The candle flickered again – maybe from the wing flutter of spirit helpers waitin’. That’s what Snowbird would say. I looked at Lester and thought, “There you go again, God, siccin’ something cruel on a good man and eatin’ him out from the inside until there’s nothing left while the drunks stagger, the junkies endure and some Indian woman is gonna do the FAS dance on the bar floor in town tonight. If you love us so much, how come you brought cancer and AIDS and everything else down here?”
“Lester,” I said. I swallowed hard. “Remember when we were kids?”
He nodded. “Yeah.”
I took a big breath and decided to come clean. “Remember that day we were running towards the school and I kicked the door shut –”
“I know you’re sorry,” he said.
I looked at him. He was smiling. “How do you know what I was going to say?”
“Because every time you drink you call my house saying how sorry you are.”
I thought about it. Was he joking? “What?”
“Nobody’s got a voice like yours. It didn’t take much to figure it was you.”
I thought about it. I always wondered why I woke up on top of the phone after getting snaked out of shape. “What would I say?”
“You always said, ‘Sorry for making you retarded.’”
I burst out laughing. “No way. I didn’t say that.”
He let out a long breath and winced. “You cry,” he said. “You cry hard.”
I looked down. Holy shit. It all made sense.
“You didn’t
make me the way I am,” he said.
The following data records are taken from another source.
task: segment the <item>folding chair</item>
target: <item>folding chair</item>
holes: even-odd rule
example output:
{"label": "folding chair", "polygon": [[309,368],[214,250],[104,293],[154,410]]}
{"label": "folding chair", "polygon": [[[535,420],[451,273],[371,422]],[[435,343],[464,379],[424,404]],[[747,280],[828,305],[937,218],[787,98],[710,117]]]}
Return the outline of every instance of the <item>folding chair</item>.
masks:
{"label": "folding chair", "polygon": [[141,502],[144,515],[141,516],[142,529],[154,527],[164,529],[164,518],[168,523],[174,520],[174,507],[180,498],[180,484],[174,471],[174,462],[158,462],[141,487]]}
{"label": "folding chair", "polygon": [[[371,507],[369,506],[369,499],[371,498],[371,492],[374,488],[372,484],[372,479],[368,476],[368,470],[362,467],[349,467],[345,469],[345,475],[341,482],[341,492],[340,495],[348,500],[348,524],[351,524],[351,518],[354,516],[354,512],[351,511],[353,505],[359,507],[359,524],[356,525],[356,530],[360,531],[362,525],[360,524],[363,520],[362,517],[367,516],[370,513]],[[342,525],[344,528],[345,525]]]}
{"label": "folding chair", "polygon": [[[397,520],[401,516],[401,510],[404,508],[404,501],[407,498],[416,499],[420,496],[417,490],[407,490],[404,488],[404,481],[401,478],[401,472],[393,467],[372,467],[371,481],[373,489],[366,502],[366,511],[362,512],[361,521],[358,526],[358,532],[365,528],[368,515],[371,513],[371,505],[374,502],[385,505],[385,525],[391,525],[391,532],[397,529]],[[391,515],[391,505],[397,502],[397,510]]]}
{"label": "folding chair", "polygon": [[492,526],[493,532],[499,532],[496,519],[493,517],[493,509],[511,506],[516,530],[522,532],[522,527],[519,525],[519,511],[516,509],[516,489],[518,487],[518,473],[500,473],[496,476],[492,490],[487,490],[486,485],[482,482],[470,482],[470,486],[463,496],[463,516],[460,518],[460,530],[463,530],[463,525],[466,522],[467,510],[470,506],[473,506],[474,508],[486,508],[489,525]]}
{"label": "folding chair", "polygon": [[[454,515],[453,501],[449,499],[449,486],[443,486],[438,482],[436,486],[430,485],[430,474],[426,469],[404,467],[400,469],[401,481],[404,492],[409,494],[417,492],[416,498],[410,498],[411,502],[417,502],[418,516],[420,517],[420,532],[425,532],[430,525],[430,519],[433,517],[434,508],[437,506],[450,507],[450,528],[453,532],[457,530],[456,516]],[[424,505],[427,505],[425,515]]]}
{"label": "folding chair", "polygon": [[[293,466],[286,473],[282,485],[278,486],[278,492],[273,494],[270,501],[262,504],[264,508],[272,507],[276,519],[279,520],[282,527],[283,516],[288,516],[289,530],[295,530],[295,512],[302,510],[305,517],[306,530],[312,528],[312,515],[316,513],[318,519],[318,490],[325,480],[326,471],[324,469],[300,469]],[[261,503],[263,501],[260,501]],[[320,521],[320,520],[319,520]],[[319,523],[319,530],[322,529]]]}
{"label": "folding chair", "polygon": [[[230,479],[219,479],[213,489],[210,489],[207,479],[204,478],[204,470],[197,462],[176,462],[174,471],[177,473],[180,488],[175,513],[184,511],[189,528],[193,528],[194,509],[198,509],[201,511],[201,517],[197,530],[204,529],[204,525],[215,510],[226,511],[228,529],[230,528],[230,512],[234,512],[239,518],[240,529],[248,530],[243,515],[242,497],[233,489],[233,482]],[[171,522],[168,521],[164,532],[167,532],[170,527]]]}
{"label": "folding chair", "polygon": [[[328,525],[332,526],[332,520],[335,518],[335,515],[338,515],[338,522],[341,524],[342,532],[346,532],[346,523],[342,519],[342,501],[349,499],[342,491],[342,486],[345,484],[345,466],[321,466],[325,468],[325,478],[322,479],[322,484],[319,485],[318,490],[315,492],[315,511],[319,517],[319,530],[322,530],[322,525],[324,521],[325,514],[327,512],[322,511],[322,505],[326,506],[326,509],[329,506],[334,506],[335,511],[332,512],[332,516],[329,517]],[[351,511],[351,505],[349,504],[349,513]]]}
I was quiet because he was wrong.
It was a Friday and the sun was shining. I guess you could say I was a bully and Lester was my favourite score. I never close-fisted him or nothing. I’d just push him around and slap him sometimes until he quit lookin’ so happy.
We were in grade seven and he and I were racing for the door. Okay, I admit: I loved roughing him up until he cried. I never took his money or his lunch – well, sometimes – but I wasn’t happy until he was crying. He always had nice clothes and good food. You could just tell he had a home filled with love. I hated the fact that he could read and write better than me. I just knew that while I was going without, his parents were reading him to sleep. Lester was a fast little fucker and was just giving ’er, boy, towards the door. He knew if he could get into the school, he was home free. It was one of those things where nothing is spoken but you both know that you got to get to that door or the world will explode. I knew about ten paces in that he was going to beat me, so I got this bright idea that if I drop-kicked the door shut with all my might, I’d cut him off and I could beat him up for running from me. So I launched into the air and stomp-kicked that door, but his head got in the way. I kicked that door, and that goddamned heavy fire door, it slammed into his head. And I kicked with everything I had – and I knocked him cold.
I can still hear that door slamming on his skull. Lester went into convulsions and was gurgling all over the place, and we were the only ones there. I was so scared I didn’t know what to do. If I ran for help, I’d get in trouble, expelled for sure. I panicked and didn’t do a thing. I just watched him twitch and make those horrible sounds, “Nggg nggga nggggaaahhhh,” and I thought I finished him and that these were his death kicks.
I knew enough to turn him on his side so that his mouth could empty and I waited it out with him, eyeing the door so no one saw. If anyone discovered us, I was gonna play the hero, say I found him like this, but nobody came. Payday, I guess. Everyone was home.
What scared me most were his eyes. They were like the eyes of a stunned jackfish.